Yay… many thanks to Ben for mailing this awesome blog post from the O’Reilly Radar blog, by Jim Stodghill. Today is supposed to be the most depressing day of the year, so it’s time I finally tried to finish.

For nigh on two weeks now Jim’s post has freaked me out. I have wondered if I am a bit like this mouse. I certainly recognised some of my own obsessive digital behaviour in his  brilliantly written and moving account of life as a “digital stimulusaholic”. He describes being engulfed in a deep personal crisis, an addiction within which he feels utterly trapped. He talks of a cognitive biological barrier to our information processing powers. And the paradox of being infinitely distracted by infinite information. It’s pretty disturbing.

It’s even more worrying that this isn’t your average ’social-networking-and-Twitter-is-bad-for-you” rubbish. You can toss that sort of thing aside in a moment – but Jim is one of us. He a geek. He loves Twitter… a lot (actually that’s a big part of his problem).
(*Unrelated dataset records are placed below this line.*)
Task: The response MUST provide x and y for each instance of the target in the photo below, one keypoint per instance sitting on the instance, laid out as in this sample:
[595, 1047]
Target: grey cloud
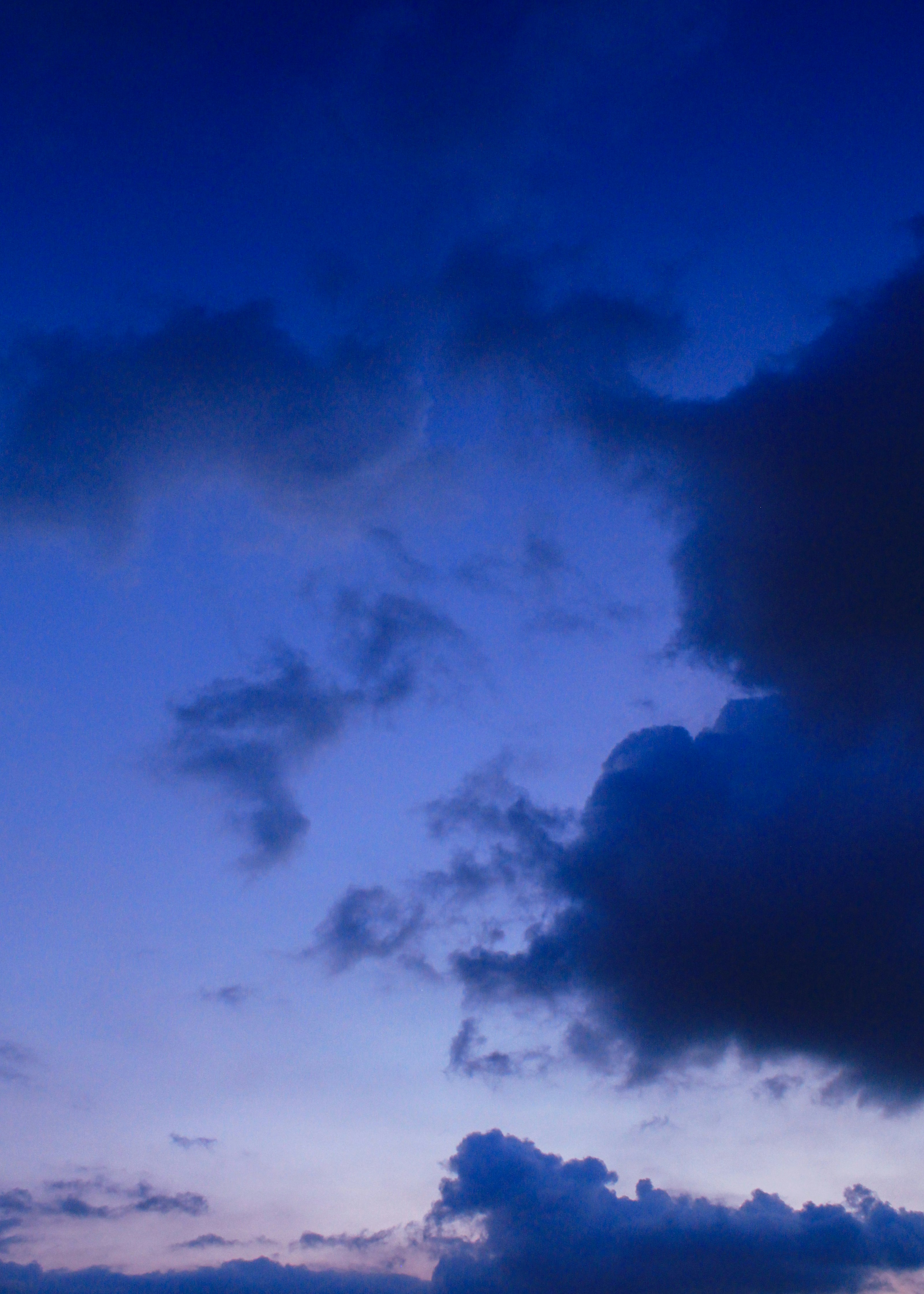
[552, 593]
[186, 1201]
[96, 424]
[359, 1243]
[229, 996]
[543, 1225]
[711, 883]
[778, 1086]
[367, 923]
[550, 1225]
[466, 1058]
[800, 492]
[16, 1063]
[208, 1241]
[249, 735]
No, this is someone who’s done his time in the twenches. He’s a super-user, or more accurately a super-abuser. And yet it’s also massively entertaining – a bit like Trainspotting.

But hold on, what the heck is a Skinner Box?

Indeed, that was my first question too – having never worked in animal experiments. I’m afraid it’s not very pleasant. Animal lovers, look away now… It’s a machine that uses reward and punishment to train a mouse to respond to different signals by pressing buttons. The mouse receives a pellet of something yummy (presumably cheese) if it presses the button in response to the correct sound or light, and a mild electrical shock for getting it wrong.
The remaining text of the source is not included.